Why fresh-per-set counting (not cumulative)?

Each set in a prescription hears the count "1, 2, …, N" fresh, regardless of where in the session it falls. Set 1 of a 3×5 prescription hears "1-5"; set 2 hears "1-5" again; set 3 hears "1-5" again. Cumulative counting ("1-5" then "6-10" then "11-15") was the obvious-but-wrong first instinct.

The compositional reason. Each set is baked once and re-used. A "3 sets × 5 reps" prescription bakes one 5-rep-set MP4 and concats it in three times. The baked set contains the first 5 counts of the side's 20-count VO master. Counts reset between sets by construction — there is no other way for the same baked clip to slot into multiple positions.

The clinical reason. Physio convention is per-set counting. The patient hears "one, two, three, four, five" for each set and intuits "five reps complete, take a breath, here we go again." Cumulative counting across sets ("…fifteen!") implies a single 15-rep continuous effort, which is the wrong mental model for a 3×5 set/pause/set pattern.

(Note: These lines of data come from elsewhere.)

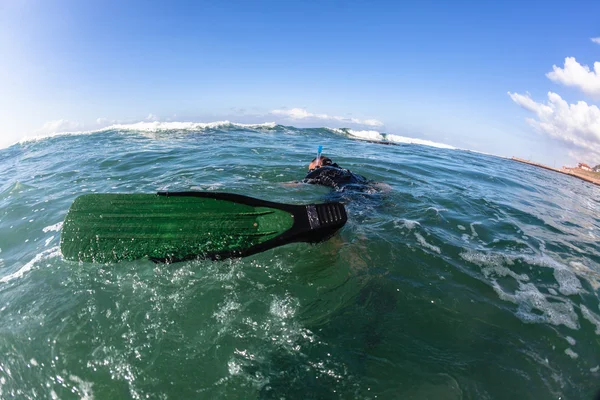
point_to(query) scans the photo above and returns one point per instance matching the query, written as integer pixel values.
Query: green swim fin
(171, 227)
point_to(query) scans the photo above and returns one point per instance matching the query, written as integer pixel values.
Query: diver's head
(319, 162)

The production reason. Cumulative counting would require multiple audio masters per exercise per language — one for 1×20 reps, one for 2×10, one for 3×5, one for 4×5, etc., because the count word that lands on each rep differs. Fresh-per-set means the audio team records one 20-count VO master per side per language that serves every multi-set prescription up to 20 total reps. 4× recording reduction, before language multiplier.

Considered alternatives

Cumulative counting across the entire session. Patient hears "1, 2, 3, …, N_total" continuously. Wrong clinical model, requires multiple audio masters per exercise. Rejected.

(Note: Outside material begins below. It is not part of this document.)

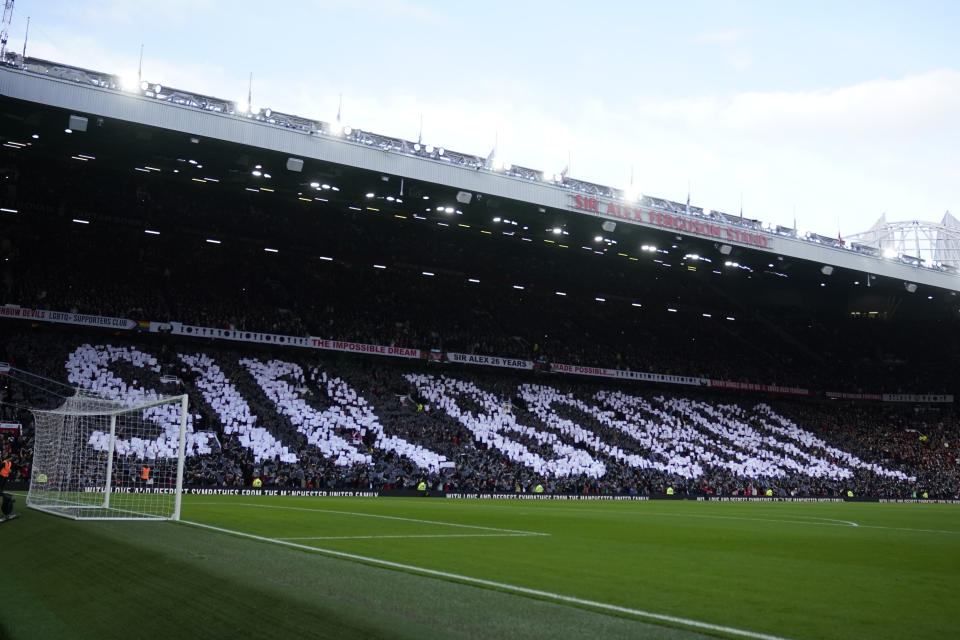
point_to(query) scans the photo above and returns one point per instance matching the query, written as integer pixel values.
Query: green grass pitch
(418, 568)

Counting that resets within a set but builds across the session in a separate "set N of M" announcement. ("Set 1 of 3 — one, two, three, four, five. Take a moment. Set 2 of 3 — one, two…") Reasonable; would need an additional "set N of M" audio track per language. Not built today; could be added without changing the composer architecture — just splice a "set 2 of 3" cue between the baked set and the inter-set pauza. Deferred until clinical feedback demands it.

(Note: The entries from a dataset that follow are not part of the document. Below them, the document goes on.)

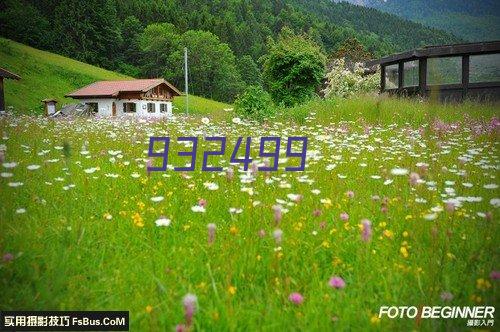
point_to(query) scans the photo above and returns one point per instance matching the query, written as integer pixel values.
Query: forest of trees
(227, 39)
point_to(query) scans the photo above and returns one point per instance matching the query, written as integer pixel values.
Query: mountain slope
(474, 20)
(47, 75)
(98, 32)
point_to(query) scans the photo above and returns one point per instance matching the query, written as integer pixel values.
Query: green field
(48, 75)
(399, 199)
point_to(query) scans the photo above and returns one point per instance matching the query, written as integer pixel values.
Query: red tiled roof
(113, 88)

No counting (just form cues and breathing). Simplest, but loses the rep-pacing benefit. Counting is doing pacing work — telling the patient how fast to rep — that breath cues alone can't replicate.

Tradeoffs (kept honest)

  • Repetitive within a long session. A patient doing 4 sets of 5 reps hears "1-5" four times. Variant rotation on the VO (3 variants of the side's VO master per language) provides some variety, but it's still the same count sequence. Worth-it trade vs. per-set audio masters.
  • The composer needs to know reps fit the 5-rep / 20-count window. Validation rejects prescriptions outside {5, 10, 15, 20}. That's a hard constraint of the audio masters, not a UX limitation — physio prescriptions naturally land in those multiples.
  • Adding 25-rep sets needs a longer audio master. Today's 20-count cap is the right call (longer sets are rare in physio); if needed, the audio team records a 30-count or 40-count master per side per language and counts_per_audio_master bumps in the manifest.